A statistical analysis and a psychometric analysis were conducted to verify the appropriateness of the pass/fail score derived by the OSS method. The results of the analyses show that the actual failure rate and the failure rate derived by the OSS method are reasonably consistent. The error of measurement is lowest and the reliability is highest at the pass/fail score point on the measurement scale. Results of the standard-setting activities support the conclusion that the pass/fail score on the NBDHE is a valid guide for making decisions about candidates who seek licensure to practice dental hygiene.
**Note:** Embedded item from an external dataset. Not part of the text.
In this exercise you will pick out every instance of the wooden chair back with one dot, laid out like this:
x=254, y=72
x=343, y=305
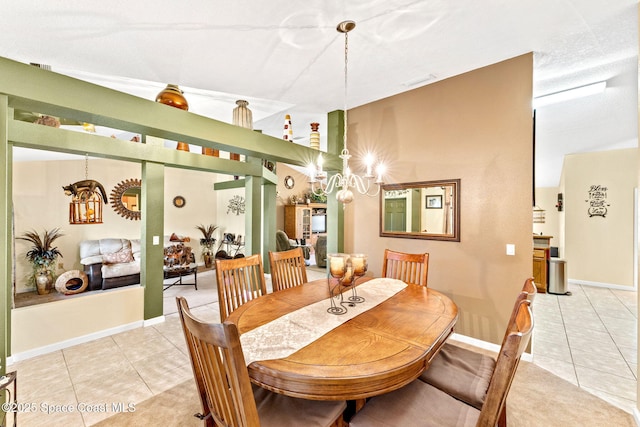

When scores on an examination are used as a basis for making high stakes pass/fail decisions, it is necessary to validate the cut score that separates passing and failing candidates.6 This report provides psychometrically sound process, analyses and guidelines to set and validate the pass/fail score for making decisions about candidates for dental hygiene licensure.
Tsung-Hsun Tsai, PhD, is a research consultant in educational measurement and testing. Barbara Dixon, RDH, BS, MEd, is a dental hygienist with over 30 years experience in clinical practice and education.
The information and opinions contained in this article reflect and are solely the work of the authors and are not those of the American Dental Association or its employees or members.